Now it seems like it's really a decision based on what kind of a person you are. The silly, artistic romantic type people will inevitably keep their guards down and go on loving with all they have, getting hurt time and time again. It's true, because you can see it in art itself. Really great art, stuff that actually makes you feel something real and physical just by seeing, reading or hearing it comes from that suffering, whether it comes from love or loss or sickness or death or anything like that, it comes from those who have their barriers down, because as much as those barriers keep things out, they also have a way of keeping the product of pain and suffering and love and hate and triumph and shame in, the sound and the colour and the motion and the texture and the fury and the succor. The same barriers people put up to keep the ugly things out also have a way of keeping the beautiful things in.
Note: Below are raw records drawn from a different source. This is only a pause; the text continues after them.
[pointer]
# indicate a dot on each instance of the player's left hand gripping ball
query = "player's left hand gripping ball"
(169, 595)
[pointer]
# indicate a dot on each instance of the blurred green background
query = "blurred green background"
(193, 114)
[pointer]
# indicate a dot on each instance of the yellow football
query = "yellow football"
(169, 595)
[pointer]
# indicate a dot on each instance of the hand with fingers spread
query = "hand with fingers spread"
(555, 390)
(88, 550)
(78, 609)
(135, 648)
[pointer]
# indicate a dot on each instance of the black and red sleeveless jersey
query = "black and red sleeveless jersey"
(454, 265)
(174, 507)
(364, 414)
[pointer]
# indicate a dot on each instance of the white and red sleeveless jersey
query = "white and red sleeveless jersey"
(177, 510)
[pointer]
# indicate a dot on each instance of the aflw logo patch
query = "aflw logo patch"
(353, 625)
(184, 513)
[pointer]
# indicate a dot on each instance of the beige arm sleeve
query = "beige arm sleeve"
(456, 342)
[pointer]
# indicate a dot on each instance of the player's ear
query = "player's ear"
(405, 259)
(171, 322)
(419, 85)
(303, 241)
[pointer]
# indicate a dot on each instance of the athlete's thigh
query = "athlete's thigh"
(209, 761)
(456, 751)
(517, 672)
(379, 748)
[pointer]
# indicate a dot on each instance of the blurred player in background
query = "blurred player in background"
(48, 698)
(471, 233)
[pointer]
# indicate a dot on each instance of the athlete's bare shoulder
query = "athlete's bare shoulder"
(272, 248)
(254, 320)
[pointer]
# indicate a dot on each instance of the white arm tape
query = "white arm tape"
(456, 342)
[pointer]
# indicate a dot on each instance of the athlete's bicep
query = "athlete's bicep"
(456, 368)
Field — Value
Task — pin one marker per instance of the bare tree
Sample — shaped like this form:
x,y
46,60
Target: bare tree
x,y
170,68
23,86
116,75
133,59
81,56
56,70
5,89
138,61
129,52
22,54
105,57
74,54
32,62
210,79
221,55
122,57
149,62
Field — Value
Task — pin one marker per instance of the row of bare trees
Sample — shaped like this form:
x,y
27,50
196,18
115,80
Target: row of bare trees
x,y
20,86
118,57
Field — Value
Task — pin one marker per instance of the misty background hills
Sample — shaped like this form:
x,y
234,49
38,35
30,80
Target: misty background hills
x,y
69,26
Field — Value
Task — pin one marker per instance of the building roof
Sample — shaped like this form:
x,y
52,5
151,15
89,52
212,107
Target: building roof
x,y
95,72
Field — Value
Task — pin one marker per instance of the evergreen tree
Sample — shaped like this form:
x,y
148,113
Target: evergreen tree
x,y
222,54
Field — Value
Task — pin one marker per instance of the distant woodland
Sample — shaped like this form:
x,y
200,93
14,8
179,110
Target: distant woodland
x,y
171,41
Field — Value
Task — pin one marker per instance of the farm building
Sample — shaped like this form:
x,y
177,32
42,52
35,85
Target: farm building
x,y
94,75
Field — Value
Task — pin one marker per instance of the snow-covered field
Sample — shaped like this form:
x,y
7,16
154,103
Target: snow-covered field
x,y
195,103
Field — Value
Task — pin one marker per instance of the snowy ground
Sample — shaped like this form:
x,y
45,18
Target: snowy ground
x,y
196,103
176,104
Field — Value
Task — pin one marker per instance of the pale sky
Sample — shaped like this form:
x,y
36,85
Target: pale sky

I don't mean to say that one of these decisions is the right one and one is the wrong one. I'm just saying that when I see people who've been hurt lock themselves up like that it's easy to see the art in their eyes waiting to get out, and it never does. So they turn and try to be free in other senses, they fill that void for a time with whatever it is that they think will fill it. And hey, maybe it will. Maybe that's what they need. And maybe one day they will let those barriers down and we might get a chance to see for ourselves what they're capable of, but that's for them to decide when and where it will happen.

It just sucks is all. If more people would open up and let themselves feel a little more, the world might be a little bit prettier, I think.

Then again I can't say I blame people for not wanting to get hurt again.

2 comments:

Benjamin F. Nicholls said...

A suit of armour, with a paintbrush and a megaphone all built in.

That is the answer.

Keith said...

You're right.

There is no other than this, new god.